Despite advancements in medical technology and genetic research — and an increasing number of people living to age 100 — these developments are not translating into significant gains in overall lifespan, said researchers who observed diminishing longevity improvements in countries with the longest-living populations, Mike Stobbe reported for the Associated Press (AP).
“We have to recognize there’s a limit” and potentially reconsider expectations about retirement age and the financial planning needed for retirement, said S. Jay Olshansky, a University of Illinois-Chicago researcher and lead author of the study published in Nature Aging.

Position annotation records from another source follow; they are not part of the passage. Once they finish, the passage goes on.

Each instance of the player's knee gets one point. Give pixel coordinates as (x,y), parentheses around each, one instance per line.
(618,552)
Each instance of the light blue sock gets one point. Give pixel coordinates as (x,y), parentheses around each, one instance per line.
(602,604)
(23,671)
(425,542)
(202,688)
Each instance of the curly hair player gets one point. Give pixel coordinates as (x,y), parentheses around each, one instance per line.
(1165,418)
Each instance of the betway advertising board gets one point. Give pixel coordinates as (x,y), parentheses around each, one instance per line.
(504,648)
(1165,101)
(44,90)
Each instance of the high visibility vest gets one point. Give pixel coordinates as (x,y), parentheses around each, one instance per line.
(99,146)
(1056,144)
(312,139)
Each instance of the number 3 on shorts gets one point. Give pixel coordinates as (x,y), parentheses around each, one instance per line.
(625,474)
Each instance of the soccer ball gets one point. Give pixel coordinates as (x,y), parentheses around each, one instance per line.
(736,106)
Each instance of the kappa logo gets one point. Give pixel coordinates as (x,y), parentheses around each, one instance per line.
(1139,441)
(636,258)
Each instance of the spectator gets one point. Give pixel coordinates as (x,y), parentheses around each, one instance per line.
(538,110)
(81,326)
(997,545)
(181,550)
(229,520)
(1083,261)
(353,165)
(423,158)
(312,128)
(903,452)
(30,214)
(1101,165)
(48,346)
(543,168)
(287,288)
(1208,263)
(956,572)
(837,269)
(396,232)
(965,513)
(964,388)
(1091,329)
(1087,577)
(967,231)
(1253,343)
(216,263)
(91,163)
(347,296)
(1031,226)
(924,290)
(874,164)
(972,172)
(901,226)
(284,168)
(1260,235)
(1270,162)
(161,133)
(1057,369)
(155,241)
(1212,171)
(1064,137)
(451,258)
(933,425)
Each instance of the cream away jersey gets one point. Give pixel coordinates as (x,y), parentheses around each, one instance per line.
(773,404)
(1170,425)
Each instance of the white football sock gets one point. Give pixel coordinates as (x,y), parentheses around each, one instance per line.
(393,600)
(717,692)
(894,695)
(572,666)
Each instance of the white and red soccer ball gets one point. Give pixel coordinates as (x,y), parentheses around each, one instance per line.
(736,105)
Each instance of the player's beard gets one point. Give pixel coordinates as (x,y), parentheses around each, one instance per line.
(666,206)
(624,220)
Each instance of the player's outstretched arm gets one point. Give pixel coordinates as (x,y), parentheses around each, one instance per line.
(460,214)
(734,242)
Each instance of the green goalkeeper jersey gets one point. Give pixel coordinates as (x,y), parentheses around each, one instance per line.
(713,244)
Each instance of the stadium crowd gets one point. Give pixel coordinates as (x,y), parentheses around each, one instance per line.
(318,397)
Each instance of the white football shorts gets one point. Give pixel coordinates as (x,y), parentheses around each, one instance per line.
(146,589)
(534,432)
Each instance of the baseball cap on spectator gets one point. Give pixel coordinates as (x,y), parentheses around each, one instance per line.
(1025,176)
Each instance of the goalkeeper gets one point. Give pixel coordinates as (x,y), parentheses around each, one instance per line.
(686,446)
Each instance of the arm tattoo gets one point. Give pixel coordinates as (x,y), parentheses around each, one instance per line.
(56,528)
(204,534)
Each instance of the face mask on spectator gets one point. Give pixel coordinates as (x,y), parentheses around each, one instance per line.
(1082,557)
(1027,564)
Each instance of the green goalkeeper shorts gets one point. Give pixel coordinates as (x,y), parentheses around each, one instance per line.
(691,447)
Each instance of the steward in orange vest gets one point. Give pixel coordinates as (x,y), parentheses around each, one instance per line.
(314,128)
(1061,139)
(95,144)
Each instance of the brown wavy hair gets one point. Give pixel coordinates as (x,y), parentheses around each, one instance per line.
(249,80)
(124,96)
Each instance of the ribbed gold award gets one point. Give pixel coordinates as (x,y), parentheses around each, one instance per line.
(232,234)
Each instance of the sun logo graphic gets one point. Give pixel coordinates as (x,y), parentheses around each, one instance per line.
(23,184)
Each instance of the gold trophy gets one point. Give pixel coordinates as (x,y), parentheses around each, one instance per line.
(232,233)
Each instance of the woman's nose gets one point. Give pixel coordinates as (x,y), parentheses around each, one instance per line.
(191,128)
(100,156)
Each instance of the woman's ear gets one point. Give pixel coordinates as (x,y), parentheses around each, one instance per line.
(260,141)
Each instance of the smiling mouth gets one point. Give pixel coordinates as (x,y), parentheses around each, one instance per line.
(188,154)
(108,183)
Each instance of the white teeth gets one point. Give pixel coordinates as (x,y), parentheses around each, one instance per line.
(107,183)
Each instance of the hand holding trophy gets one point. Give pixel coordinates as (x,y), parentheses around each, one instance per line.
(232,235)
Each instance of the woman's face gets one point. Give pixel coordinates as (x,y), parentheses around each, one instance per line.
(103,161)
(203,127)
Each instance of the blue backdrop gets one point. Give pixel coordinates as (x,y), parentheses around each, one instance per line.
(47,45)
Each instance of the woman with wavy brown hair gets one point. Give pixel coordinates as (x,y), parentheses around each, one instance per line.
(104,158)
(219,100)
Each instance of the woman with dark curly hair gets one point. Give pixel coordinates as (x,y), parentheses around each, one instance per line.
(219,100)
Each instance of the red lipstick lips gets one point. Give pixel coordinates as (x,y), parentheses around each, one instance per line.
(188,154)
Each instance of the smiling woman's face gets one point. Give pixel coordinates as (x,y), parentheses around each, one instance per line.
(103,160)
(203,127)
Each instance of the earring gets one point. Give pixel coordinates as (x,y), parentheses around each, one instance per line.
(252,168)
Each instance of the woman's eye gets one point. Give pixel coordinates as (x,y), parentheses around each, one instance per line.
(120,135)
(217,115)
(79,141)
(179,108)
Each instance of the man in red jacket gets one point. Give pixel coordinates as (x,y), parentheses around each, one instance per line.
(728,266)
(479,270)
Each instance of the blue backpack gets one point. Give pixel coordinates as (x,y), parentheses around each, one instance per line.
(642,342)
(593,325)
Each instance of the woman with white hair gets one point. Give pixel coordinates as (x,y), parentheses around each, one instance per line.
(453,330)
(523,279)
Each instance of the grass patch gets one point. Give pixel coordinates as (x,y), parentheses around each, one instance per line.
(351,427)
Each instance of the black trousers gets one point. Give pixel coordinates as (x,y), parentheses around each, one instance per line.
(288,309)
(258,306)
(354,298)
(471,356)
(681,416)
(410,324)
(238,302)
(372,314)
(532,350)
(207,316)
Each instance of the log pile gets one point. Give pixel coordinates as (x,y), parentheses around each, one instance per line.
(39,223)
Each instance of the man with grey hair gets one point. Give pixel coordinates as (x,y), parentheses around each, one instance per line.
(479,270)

Olshansky and his team tracked life expectancy estimates from 1990 to 2019 using data from the Max Planck Institute for Demographic Research. The study focused on eight of the longest-living regions in the world — Australia, France, Hong Kong, Italy, Japan, South Korea, Spain, and Switzerland.
While women continue to outlive men and life expectancy improvements are ongoing, they are happening at a slowing rate.
In 1990, the average improvement was approximately 2.5 years per decade. By the 2010s, it had dropped to 1.5 years — and was nearly stagnant in the US.
The US is particularly challenging, facing issues like drug overdoses, gun violence, obesity, and disparities that limit access to adequate medical care.
In one scenario, the researchers estimated the impact of eliminating all deaths before age 50 in the nine regions studied. Even then, the best-case increase in life expectancy was only 1.5 years, Olshansky noted.